Danny considered this.

“It should be in the same drawer.”

“I looked. Did he have it with him?”

“He didn’t have anything with him,” Danny said. “His wallet, his cell phone, his keys, all gone.”

“Was there anything in the truck?” Angie asked.

“I keep the registration and insurance in the glove box, but other than that, and some jumper cables behind the seat, there was nothing inside the cab.”

“Jesus, do you think he tried to question somebody, somebody who decided he knew too much?”

“Could be.”

“Has he said anything yet?”

Danny gave Angie a detailed report on Bean’s condition and told her to take the truck and head on home. After he hung up, he went to the hospital cafeteria and bought a couple of sandwiches, a bottle of water, and two coffees.

Jillian gratefully accepted a pastrami on rye and ate ravenously. Finishing her coffee, she kissed Danny dryly on the lips and gathered her things to go, insisting that Danny call when he was ready to go home.

Two days passed with no change in Bean’s condition. Jillian faded back into the routine of tending to her sister and the girls, appearing briefly to deliver a change of clothes and some home-cooked meatloaf.

On Wednesday morning, Bean emerged from the depths of slumber at last. “His face,” Bean muttered softly, “his face…”

Danny leapt to his feet from a slumped position on the couch that the nurses had moved into the room for him to sleep on.

“Bean!” Danny exclaimed as he knelt down next to the boy, whose eyes opened lazily, and were now darting around the room in confusion.

“Where am I…”

“You’re in the hospital, Bean. You’re okay.”

“His face…” Bean repeated, “I never saw his face, Danny. In all the time he had me…”

His voice broke and he stared blankly out the window, struggling to compose himself.

“It’s alright,” Danny assured him. “There’ll be time for all that. Just take it easy.”

Bean remained silent for a moment and then turned back to Danny, his voice suddenly clearer and more steady.

“He hit me with something when I was trying to get into the truck. By the time I came to, I was blindfolded. He wanted me to tell him everything I know about Herb, and about you. He kept hitting me, and then he—”

Danny stopped him.

“That’s enough, Bean. Take it easy.”

But Bean seemed anxious to continue.

“It was the same guy who attacked you at the garage, Danny,” he said emphatically. “He kept laughing about how he lost a fist fight with a blind guy, kept saying it made a great joke.”

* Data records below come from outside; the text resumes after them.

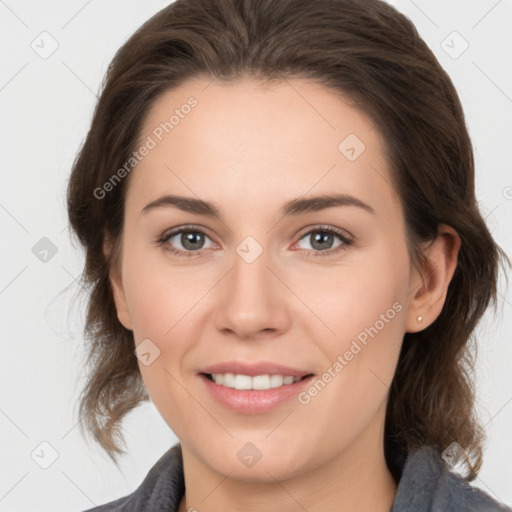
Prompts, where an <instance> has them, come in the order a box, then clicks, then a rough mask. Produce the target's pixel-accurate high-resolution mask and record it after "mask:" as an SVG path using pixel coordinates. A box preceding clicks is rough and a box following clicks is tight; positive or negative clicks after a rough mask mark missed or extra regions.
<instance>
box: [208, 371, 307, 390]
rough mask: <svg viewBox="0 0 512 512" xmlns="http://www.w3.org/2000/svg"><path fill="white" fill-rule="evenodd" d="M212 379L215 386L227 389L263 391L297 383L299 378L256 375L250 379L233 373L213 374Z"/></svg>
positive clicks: (280, 375)
mask: <svg viewBox="0 0 512 512" xmlns="http://www.w3.org/2000/svg"><path fill="white" fill-rule="evenodd" d="M212 379H213V381H214V382H215V384H220V385H222V386H226V387H228V388H235V389H260V390H265V389H271V388H278V387H280V386H283V385H287V384H293V383H294V382H297V381H299V380H300V379H301V377H293V376H291V375H286V376H283V375H256V376H254V377H251V376H249V375H238V374H236V375H235V374H234V373H213V374H212Z"/></svg>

“Yeah,” Danny said, “pretty funny stuff.”

“There was a woman there too,” Bean went on. “She kept begging him to stop hurting me.”

“Did you get a look at her?” Danny asked despondently.

“No.”

“Do you remember anything about him that would help us identify him?”

Bean thought hard.

“His voice,” he said finally. “I’ll never forget that voice as long as I live.”

Danny sat quietly for a moment and placed his hand on Bean’s wrist reassuringly.

“That makes two of us, kid,” he said gravely. “That makes two of us.”